All these years I’ve been out here looking, searching for where I belonged and what I was supposed to do. For my purpose. And I’ve finally found it; I’m finally sure.
Lenora is my purpose. She is my reason.
And I have to get home to tell her.
In my tent, the three guards on my security detail watch as I stuff my belongings in my bag. They don’t talk much and I think they probably hate my guts. For dragging them halfway around the world, into the jungle, sweating and miserable. Can’t say I blame them.
Outside the tent, Ian Kincaid calls my name. I grab my hat, step through the flap and look around. He’s at the docks, waving his arm at me. And it takes a moment to decipher what’s in his hand.
When I do, my stomach plummets straight to hell.
Because it’s a telegram.
An advisor from the palace—Smith something-or-other—meets me at the airport in Indonesia with the royal plane, an update and a proper suit. I don’t sleep a wink during the fifteen-hour flight. I spend the time torturing myself thinking that if I had been there, it never would’ve happened. Fuck me.
I wash and shave, and when I slip my arms in the sleeves of my suit . . . it doesn’t feel like hell anymore. It fits just right now.
I arrive back at the palace, and they tell me the Queen is in the infirmary, so I run down the halls to get there. When I push open the door and finally see Lenora—whole and unharmed and herself—the worry and guilt that’s had me knotted up loosens its grip.
And I’m filled with blessed relief. Because she’s here and she’s all right.
But then, as I continue to watch her across the infirmary . . . I start to feel something different entirely.
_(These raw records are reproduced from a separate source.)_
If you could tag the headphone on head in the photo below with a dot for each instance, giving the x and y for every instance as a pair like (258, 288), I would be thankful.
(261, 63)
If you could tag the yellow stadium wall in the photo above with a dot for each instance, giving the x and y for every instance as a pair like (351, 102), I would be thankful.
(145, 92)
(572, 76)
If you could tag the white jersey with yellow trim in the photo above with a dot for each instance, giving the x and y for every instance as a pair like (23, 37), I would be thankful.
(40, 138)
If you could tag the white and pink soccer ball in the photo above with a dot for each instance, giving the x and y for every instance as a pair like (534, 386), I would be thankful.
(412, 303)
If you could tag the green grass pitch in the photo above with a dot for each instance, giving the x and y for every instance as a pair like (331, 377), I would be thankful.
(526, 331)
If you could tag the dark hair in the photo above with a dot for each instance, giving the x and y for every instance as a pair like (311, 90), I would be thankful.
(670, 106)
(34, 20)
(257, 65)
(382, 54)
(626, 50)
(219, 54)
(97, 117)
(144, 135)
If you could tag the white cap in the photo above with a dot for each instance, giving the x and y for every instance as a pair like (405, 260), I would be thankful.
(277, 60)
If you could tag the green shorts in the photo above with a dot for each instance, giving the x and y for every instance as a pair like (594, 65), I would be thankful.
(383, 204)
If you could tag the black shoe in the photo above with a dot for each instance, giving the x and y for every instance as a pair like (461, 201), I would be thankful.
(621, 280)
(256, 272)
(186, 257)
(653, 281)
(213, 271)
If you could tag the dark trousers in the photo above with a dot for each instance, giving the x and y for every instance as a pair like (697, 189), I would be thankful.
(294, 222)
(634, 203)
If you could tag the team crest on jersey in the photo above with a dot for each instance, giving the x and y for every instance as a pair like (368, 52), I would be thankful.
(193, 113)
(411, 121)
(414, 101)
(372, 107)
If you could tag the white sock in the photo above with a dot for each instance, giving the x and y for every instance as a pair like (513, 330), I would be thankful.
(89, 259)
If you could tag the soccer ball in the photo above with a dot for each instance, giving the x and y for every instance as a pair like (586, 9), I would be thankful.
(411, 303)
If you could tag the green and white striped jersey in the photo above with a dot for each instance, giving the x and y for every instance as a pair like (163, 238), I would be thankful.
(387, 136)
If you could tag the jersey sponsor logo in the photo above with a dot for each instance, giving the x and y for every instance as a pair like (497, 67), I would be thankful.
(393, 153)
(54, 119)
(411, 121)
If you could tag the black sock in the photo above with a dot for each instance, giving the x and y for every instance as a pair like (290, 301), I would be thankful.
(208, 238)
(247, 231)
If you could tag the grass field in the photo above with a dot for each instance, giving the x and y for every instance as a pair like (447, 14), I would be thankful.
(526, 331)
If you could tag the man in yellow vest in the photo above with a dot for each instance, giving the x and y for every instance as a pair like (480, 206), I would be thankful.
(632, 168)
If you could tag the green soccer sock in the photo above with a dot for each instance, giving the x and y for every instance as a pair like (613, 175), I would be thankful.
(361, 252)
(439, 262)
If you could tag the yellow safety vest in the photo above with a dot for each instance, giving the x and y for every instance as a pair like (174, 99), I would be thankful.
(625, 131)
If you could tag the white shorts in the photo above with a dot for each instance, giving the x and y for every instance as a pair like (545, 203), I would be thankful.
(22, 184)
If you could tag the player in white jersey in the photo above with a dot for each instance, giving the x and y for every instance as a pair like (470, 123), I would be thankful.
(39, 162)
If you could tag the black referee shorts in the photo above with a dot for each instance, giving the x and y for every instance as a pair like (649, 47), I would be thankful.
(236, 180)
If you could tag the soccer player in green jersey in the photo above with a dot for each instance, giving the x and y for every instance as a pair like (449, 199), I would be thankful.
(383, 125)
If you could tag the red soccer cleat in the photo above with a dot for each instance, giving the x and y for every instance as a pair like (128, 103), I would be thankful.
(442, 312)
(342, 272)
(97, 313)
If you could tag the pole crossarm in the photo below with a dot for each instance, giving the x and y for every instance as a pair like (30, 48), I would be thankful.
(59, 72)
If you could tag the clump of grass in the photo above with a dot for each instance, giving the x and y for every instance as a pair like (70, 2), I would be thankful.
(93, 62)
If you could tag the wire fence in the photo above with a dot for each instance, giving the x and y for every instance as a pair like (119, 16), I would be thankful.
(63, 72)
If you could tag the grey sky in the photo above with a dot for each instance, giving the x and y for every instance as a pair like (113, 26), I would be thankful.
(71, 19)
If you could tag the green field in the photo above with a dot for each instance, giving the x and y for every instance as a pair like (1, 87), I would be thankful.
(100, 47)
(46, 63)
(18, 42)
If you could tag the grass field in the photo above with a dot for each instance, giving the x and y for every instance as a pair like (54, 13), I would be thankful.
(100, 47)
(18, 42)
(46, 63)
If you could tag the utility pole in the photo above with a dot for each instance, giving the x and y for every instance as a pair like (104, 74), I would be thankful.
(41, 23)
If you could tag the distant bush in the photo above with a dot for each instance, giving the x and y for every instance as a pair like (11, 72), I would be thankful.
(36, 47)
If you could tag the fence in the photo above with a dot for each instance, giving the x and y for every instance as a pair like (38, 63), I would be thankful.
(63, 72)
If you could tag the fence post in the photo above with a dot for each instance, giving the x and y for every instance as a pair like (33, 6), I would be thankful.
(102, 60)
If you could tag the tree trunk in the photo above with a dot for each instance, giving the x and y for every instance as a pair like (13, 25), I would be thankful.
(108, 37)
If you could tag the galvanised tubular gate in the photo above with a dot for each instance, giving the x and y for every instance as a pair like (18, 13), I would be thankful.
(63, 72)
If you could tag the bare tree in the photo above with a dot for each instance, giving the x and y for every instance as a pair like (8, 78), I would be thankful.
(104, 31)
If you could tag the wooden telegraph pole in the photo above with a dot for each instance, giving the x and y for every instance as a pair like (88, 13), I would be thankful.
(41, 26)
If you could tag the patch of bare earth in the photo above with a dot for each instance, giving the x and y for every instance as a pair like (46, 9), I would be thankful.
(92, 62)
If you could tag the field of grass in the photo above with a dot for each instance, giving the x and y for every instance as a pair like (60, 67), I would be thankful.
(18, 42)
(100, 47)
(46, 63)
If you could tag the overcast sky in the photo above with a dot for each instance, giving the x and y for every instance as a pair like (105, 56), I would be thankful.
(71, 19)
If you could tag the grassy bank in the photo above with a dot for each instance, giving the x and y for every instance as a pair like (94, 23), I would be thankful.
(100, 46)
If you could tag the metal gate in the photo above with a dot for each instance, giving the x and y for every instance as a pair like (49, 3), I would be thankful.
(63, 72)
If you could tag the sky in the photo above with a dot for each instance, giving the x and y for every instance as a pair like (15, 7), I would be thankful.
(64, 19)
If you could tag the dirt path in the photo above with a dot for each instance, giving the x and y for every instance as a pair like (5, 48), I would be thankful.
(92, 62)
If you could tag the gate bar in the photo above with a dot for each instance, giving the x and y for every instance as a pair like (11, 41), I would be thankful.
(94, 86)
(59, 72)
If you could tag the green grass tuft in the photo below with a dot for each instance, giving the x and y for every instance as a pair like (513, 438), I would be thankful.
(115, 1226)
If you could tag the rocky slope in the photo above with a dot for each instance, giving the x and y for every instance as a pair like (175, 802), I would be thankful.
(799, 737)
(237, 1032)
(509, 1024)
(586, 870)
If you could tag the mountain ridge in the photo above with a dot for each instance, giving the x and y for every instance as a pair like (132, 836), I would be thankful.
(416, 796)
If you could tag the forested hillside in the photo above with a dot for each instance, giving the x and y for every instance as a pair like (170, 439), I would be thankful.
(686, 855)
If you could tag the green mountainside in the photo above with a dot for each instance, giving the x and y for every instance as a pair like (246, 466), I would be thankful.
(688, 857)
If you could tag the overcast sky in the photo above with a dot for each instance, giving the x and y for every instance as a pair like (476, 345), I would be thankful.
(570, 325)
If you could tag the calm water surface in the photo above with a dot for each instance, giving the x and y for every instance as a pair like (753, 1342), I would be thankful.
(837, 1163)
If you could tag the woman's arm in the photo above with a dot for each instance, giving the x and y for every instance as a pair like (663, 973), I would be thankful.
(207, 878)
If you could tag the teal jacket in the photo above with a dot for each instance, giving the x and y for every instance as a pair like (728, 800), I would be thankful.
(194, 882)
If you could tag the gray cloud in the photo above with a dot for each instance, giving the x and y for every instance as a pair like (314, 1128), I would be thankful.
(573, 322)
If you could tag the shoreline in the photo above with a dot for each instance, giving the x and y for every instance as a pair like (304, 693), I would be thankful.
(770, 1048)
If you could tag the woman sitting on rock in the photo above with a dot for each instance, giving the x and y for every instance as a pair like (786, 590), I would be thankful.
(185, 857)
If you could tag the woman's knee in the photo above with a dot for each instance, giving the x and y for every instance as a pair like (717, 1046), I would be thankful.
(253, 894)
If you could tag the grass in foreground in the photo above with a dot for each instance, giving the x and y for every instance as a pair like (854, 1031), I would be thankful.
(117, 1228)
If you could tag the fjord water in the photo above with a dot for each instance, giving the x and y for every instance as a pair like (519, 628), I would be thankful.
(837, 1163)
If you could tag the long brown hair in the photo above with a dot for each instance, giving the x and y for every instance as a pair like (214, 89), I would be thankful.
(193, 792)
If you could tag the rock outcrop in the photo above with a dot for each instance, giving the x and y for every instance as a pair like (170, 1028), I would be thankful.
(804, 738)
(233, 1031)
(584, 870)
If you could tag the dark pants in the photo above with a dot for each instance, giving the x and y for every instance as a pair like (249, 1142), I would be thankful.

Something twisting and ugly springs up.
Because she’s in a chair, sitting very close to the bed, chatting with that chud Winston. He’s shirtless except for a large bandage stuck to his chest and the sling cradling his arm. They talk in soft, familiar tones—almost intimate—then Lenora smiles at him. And it’s a real smile. The kind that dances in her eyes and lights up her whole face.
And I want to shoot the bastard. The same way they shot the evil fuck who tried to hurt her—right where they found him, on that same day, in an abandoned building across from the parade route.
I walk into the room. “Well, isn’t this nice?”
Lenora turns at the sound of my voice, and for a moment she looks happy to see me.
“Edward!” She stands. “When did you get back?”
Despite the fuse that’s been lit in my head, my eyes drink her in deeply. They’ve missed her. “Just now.”
“Duke Anthorp.” The bodyguard greets me, dipping his head in a bow.
“Winston.” I turn to face him. “Thank you for what you did. We are . . .” I glance at Lenora, then back again. “. . . forever in your debt.”
And though resentment sizzles in my throat, the words are true.
I loop my arm around Lenora’s shoulders, pulling her good and snug against me. “Come along, love. Say goodbye to your little friend.”
She looks at me strangely, but then turns to the guard. “Good day, Winston.”
And I guide Lenny out of the room. In the hall, I step back and look her up and down again—checking for injuries.